Ron Camplin receives Honorary Doctorate

Ron Camplin received an Honorary Doctorate degree from Charles Sturt University Bathurst at Last week’s graduation ceremony.

The citation for the award reads:


Ronald Barry (Ron) Camplin has been in the radio industry for over forty years. He began his career as an office boy at Radio 2CH in Sydney and held announcing positions at 2XL in Cooma and 2MG in Mudgee. In 1958 at the age of 25, Ron acquired his first radio station by becoming part owner of Radio 2MG in Mudgee. He then acquired 2LF in Young and currently owns Radio 2BS in Bathurst.

Apart from his remarkable commercial success, Ron’s career in radio has been characterised by a warm and gentle nature that has constantly promoted and encouraged those who have shared his passion for radio. Many of today’s radio station managers, sales managers, agency personnel, and even television personalities, have benefited from his guidance. He has promoted and encouraged young people to join the industry, and has made a particular contribution by helping individuals who have overcome disabilities to achieve prominence in their field.

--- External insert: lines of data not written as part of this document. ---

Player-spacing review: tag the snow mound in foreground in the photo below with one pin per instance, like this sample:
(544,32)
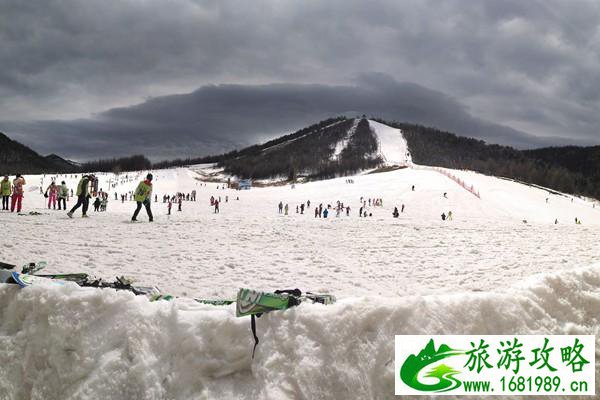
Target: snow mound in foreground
(64,342)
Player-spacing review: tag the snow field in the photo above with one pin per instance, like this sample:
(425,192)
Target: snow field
(65,342)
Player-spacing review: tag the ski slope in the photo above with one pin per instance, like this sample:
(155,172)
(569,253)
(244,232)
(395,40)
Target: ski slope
(484,272)
(392,145)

Ron’s enthusiasm for radio is boundless. He has an encyclopaedic knowledge of the industry from his involvement in the International Broadcasters Idea Bank, of which he is the foundation Australian member. He has been a Federal Councillor with Commercial Radio Australia.

Ron has committed himself and his radio stations to supporting the rural communities of New South Wales. He founded the Christmas Miracle Appeal, the Farmer of the Year and the House of the Day awards and his radio station continues to provide community service promotions worth significant sums of money. He has been, for many years, a strong supporter of Legacy. Ron’s contributions to his community have been recognised by conferral of the Order of Australia Medal, and as recently as this year through the Premier’s Award for Services to the Aged.

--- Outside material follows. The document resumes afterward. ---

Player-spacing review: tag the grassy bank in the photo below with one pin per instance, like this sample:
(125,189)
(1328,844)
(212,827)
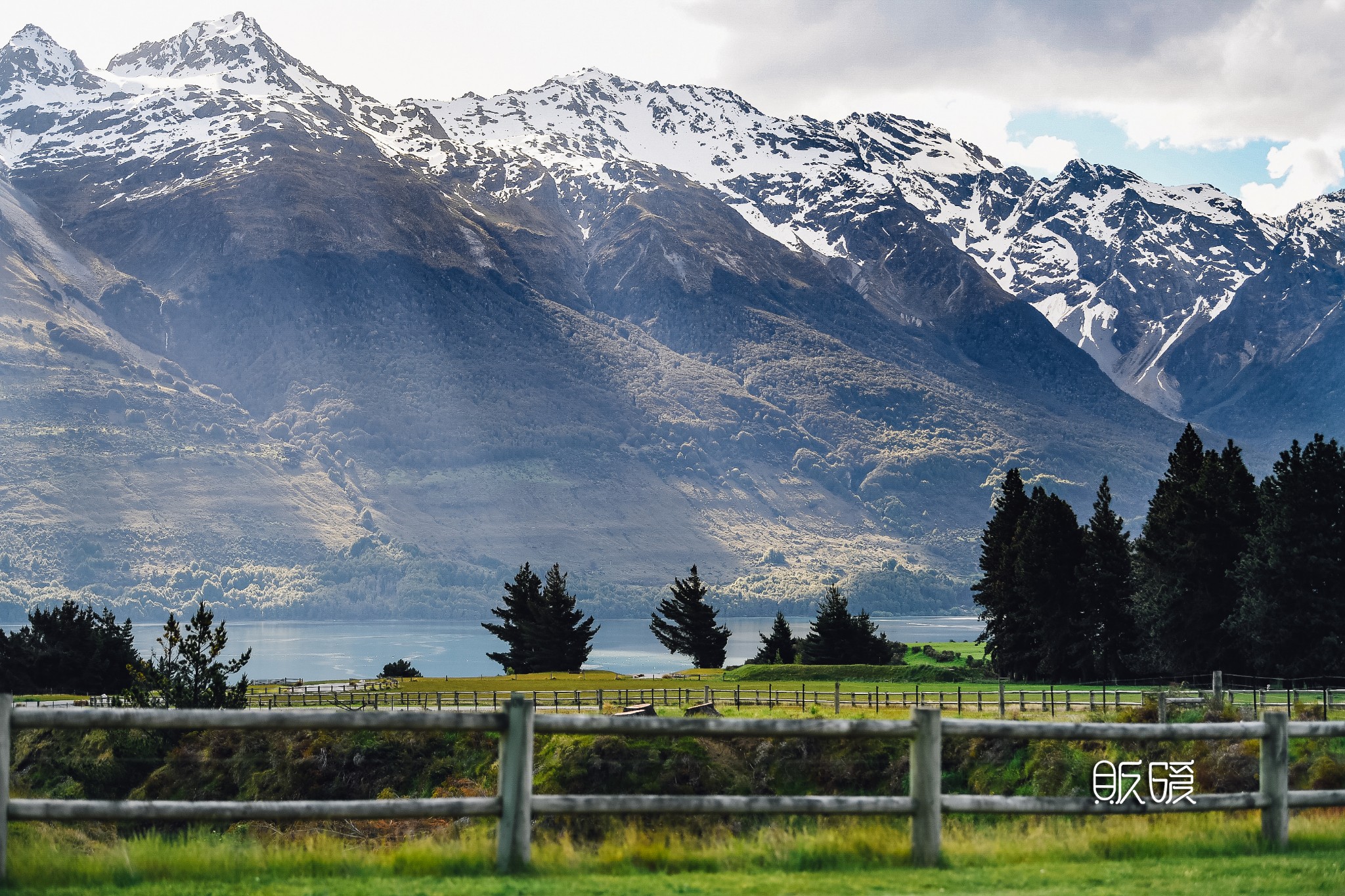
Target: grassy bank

Ron’s contribution to Charles Sturt University, and his interest in Mitchell College of Advanced Education, reflect his deep interest in the communication industry and his support for young people. In the twenty years that he was President of the Mitchell Foundation, the Trust that he helped to establish, it provided students with over two million dollars in scholarships, giving them opportunities Ron never had himself. Ron did not enjoy many advantages as a young man, having spent all his early life in orphanages, Dalmar, Dalwood, Warrawong and finally Fairbridge Farm at Molong where his mother was a Cottage Mother.

This lack of formal education clearly had a profound impact on the man Ron has become, a man prepared to direct enormous energy to encouraging young people to pursue formal study, to overcome disadvantage, to strive to excel and to rejoice in the success that comes from that effort. He can rightly stake claim to having introduced commercial radio as a university discipline in Australia when he persuaded many of his colleagues, and indeed competitors, in that industry to sponsor the establishment of a commercial radio course at this University. He ensured that this course has more scholarships than any other course at the University.

There are many graduates of this university who have benefited from Ron’s experience, his wisdom, his interest, his support and above all his enthusiasm and encouragement.

Chancellor, I present to you for conferral of the degree Doctor of Arts (honoris causa), altruist, university benefactor and education pioneer of commercial radio in Australia, Ronald Barry Camplin.